家族は最初から、昴流が若さゆえのノリと勢いで恋愛をしているとは思っていなかった。
きっと永い関係になると、確信を持っている。
「大輝くん、釣りは好きか」
それまで大輝に話しかけなかった父が尋ねた。
「したことないんですけど、きっと好きです」
「来年、釣りに行こうか」
「めっちゃ嬉しいです!」
頬にさっと朱がのぼる。身体中から喜びが伝わってきて、昴流も思わず頬を緩めた。
「お風呂、先に入る?」
「最後でいいよ。母さんたち入ってきて」
「わかった」
「友子さんは?」
「ばあちゃんは離れの風呂使うから」
「はなれ」
「檜風呂があるんだよ」
風呂付きの亡き祖父がわざわざつくったと言う。友子以外は風呂に思い入れがあまりないが、今日は美乃梨も檜風呂を使うらしい。

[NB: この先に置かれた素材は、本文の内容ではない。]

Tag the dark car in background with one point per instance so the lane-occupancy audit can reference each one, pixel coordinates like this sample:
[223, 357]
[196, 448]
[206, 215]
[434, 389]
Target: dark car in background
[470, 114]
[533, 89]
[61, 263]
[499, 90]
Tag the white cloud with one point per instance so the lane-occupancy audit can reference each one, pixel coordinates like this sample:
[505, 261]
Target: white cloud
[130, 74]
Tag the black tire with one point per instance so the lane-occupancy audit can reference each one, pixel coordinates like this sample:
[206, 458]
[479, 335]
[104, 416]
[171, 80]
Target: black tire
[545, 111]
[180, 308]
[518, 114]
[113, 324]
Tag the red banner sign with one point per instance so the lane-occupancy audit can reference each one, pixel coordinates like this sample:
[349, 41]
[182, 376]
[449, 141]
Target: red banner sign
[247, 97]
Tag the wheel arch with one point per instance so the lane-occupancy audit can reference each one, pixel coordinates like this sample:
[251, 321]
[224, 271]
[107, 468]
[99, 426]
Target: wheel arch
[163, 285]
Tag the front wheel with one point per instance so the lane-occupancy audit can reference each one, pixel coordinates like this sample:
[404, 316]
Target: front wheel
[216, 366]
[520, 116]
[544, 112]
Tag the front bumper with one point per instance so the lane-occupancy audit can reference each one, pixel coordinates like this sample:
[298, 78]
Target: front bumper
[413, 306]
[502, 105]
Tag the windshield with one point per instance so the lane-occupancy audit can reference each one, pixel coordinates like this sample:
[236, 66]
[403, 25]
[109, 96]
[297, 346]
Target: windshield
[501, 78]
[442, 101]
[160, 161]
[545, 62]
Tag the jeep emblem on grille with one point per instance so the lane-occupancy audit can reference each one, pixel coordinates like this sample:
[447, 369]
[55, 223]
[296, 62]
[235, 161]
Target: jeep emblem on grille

渉が風呂を終えるまで、居間でのんびりとお茶を飲んだ。父と大輝は妙に気が合ったようで、ぼそぼそと話をしている。
将来切ることになったとしても大切な縁。
神主や祖母に言われた言葉を心の中で繰り返した。
前世の記憶があるばかりか、今世で再会したのは十分に奇跡と言える。
これがもって生まれた必然だとしたら。なるべくしてなった結果だったとして。
俺はどうして再会する人生を選んだんだろうか。
あんなに憎んでいたはずなのに。